The newer generation of drones would match Singer’s definition of a robot warrior. “They carry sensors that gather information about the world around them, processors that use that information to make appropriate decisions and effectors that act to create change in the world around the machine, such as by movement or firing a weapon.”
Boeing’s work on drone autonomy began back in the late 1990s but found its best application in the on-again, off-again X-45 initiative. The jet-powered, flying-wing X-45 was originally an experimental Air Force program aimed at producing a pilot-less bomber. Paired with Northrop Grumman’s similar X-47 program, the X-45 passed to the fringe-science Defense Advanced Research Projects Agency in 2003 and got canceled less than three years later.
Amid these programmatic upheavals, the X-45 managed to fly around 50 test missions, and proved it could steer itself into defended territory, identify targets and fire weapons, all without human intervention. “The main issue we always ran into was that no one trusted it,” a Boeing engineer who worked on the X-45 told Breaking Defense, on condition of anonymity. “If a UAV is nearly fully autonomous and puts a bomb on a school bus and not a supply truck, who gets held up for the penalty?”
To this day, that same mistrust prompts program officials to include high degrees of human intervention in robotic systems — and that can seriously degrade performance. In 2009, Massachusetts Institute of Technology professor Missy Cummings devised an experiment that tasked a human operator with coordinating large numbers of highly autonomous UAS.
Cummings found that the drones’ effectiveness increased as human intervention decreased. “Poor performance was exacerbated by a lack of operator consensus to consider a new plan when prompted by the automation, as well as negative attitudes towards Unmanned Aerial Vehicles in general.”
If you love something, set it free
Northrop’s X-47 is the natural result of this imbalance between performance and human control. The bat-shaped ‘bot survived its tenure at DARPA and transferred to the Navy for the $1-billion Unmanned Carrier Air System Demonstration program, which aims to fly a robotic warplane off a carrier deck in 2013. The X-47 could form the basis of the world’s first armed, jet-powered, fighter-class robot warplane, and a possible centerpiece system for the next decade of UAS. But in its current form, the X-47 is badly handicapped by concerns over accountability.
The current X-47B can be highly autonomous, but also includes a redundant “man in the loop.” Northrop’s “air-ship interface” includes radio links and algorithms allowing a carrier and an X-47B to communicate with each other. The carrier steers the drone through crowded airspace and can even guide it in for a deck landing while the operator watches, poised to override the machine-to-machine planning. In July, Northrop successfully tested this system using the USS Eisenhower and a manned F/A-18D surrogate plane.
The air-ship interface is just one facet of the X-47B’s autonomy.
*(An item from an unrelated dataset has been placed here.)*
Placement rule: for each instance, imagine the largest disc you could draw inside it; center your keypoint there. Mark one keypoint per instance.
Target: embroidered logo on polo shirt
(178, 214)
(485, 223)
Elsewhere across its mission profile, the drone does not need human guidance, but waits for it anyways. “Even though it’s possible for a UAS to find a target, identify it and give those coordinates electronically to a weapon, it won’t do that unless it’s told to,” Carl Johnson, a Northrop vice president, told Breaking Defense. “The technology is there, but there is still a need for a human in the loop.”
Reducing the human’s role could mean a freer and more effective X-47 and, by extension, a far more powerful future drone air force. But that can’t happen without a legal consensus regarding robot accountability.
The first decade after 9/11 proved that drones and people can make powerful teams. The second decade could see robots proving their worth all on their own. But only if we can hold them — that is, someone who controls them — accountable.